Learning-augmented count-min sketches via Bayesian nonparametrics
Stefano Favaro - Università di Torino - Collegio Carlo Alberto
The count-min sketch (CMS) is a time- and memory-efficient randomized data structure that provides estimates of token frequencies in a data stream, i.e. point queries, based on randomly hashed data. CMS augmented by learning aim to improve the CMS by means of learning models that allow better exploitation of data properties. We focus on the learning-augmented CMS by Cai, Mitzenmacher and Adams (NeurIPS, 2018), which is based on the non-parametric Bayesian modeling (BNP) of a data flow via priori of the Dirichlet (DP) process; this is called the CMS-DP. We present a new and rigorous approach of the CMS-DP, and show that it allows to consider more general classes of non-parametric priors than the prior DP. We apply our approach to develop a new CMS with learning under power-law data streams, which is based on the BNP modeling of the flow through prior Pitman-Yor process (PYP); this is referred to as CMS-PYP. Applications to synthetic data and real data show that CMS-PYP outperforms both CMS and CMS-DP in estimating low-frequency tokens; this is known to be a critical feature in natural language processing, where it is indeed common to encounter power-law data.
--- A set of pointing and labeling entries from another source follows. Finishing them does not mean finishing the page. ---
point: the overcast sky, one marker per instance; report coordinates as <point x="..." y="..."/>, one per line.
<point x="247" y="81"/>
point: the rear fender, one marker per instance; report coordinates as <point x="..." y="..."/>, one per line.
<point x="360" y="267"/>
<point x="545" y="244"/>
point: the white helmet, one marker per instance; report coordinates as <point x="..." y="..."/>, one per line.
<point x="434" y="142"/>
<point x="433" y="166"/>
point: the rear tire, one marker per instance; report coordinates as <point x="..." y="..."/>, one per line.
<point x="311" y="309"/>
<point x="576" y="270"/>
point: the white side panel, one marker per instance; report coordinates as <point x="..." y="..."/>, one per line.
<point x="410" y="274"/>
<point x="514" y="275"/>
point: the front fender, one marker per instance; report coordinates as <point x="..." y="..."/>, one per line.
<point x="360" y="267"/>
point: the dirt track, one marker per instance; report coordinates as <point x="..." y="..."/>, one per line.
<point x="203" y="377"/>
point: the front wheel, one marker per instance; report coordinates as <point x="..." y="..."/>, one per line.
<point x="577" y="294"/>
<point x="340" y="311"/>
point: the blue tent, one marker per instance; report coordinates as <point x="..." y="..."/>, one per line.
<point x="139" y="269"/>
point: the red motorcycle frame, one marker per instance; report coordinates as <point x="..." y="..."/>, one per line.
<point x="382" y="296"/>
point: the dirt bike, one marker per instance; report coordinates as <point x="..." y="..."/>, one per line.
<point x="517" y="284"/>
Stefano Favaro is a professor of statistics at the University of Turin and holder of the Carlo Alberto chair of statistics and machine learning at the Collegio Carlo Alberto. He is also Associate Member at the Statistics Department of the University of Oxford, and Research Fellow at the Institute of Applied Mathematics and Information Technologies "Enrico Magenes" of the CNR. In 2019 Stefano Favaro was awarded by an ERC Consolidator Grant on nonparametric Bayes and empirical Bayes methods for discrete functional estimation. In addition to non-parametric Bayesian methods, his research interests include statistical machine learning, data confidentiality and equity, learning-augmented retrieval algorithms, and deep learning mathematics. Since 2020 Stefano Favaro serves as Associate Editor for Bernoulli and Statistical Science.
March 21, 2022, 3:00 pm
Where is it
Room 706, UniGe DIBRIS, Via Dodecaneso 35, Genoa, Italy.